1944年生まれ。「インサイダー」編集長、「ザ・ジャーナル」主幹。02年より早稲田大学客員教授。主な著書に「ジャーナリスティックな地図」(池上彰らと共著)、「沖縄に海兵隊は要らない!」、「いま、なぜ東アジア共同体なのか」(孫崎享らと共著」など。メルマガ「高野孟のザ・ジャーナル」を配信中。

白を黒と言いくるめる政府と日銀の詐術

公開日: 更新日:

 安倍晋三首相が「戦争法案」を「平和安全法案」と言い換えたり、放射能汚染水のダダ漏れが止まらない福島第1原発を「アンダー・コントロール」と言い切ったりするのは、言葉遊びも度が過ぎて、白を黒と言いくるめる詐術だが、もうひとりそれを得意にする人がいる。黒田東彦日銀総裁である。
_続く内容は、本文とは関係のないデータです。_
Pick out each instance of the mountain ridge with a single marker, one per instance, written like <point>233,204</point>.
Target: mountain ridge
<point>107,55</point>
 彼は22日の金融政策決定会合の後の会見で、4月までは「緩やかな回復基調にある」としていた景気判断を、「基調」を外して「緩やかな回復過程にある」と変更し、それを「半歩というか一歩というか、見方を前進させた」と説明した。マスコミの解説によると、これは景気判断の「上方修正」なのだそうだが、一般国民にはまったく理解不能な日本語である。

 これには前例があって、昨年3月までは黒田は、「緩やかな回復」と言っていたのを、4月の消費税アップで消費がガクンと落ちて物価も下がったのを受けて「基調的には緩やかな回復」と、「基調」を付け加えた表現に変更した。これは、事前に「消費増税の影響は軽微である」と言っていた予想が大外れして慌てた黒田が景気見通しを「下方修正」したことを意味していたのだという。消費増税の影響が大きかったことを口が裂けても認めたくないので、「基調」の2文字を付けたり外したりして、その意味を知っている市場関係者にだけは密かにサインを送っているわけだ。これでは景気の動向について国民に本当のことを知らせないためのマインドコントロールに等しい。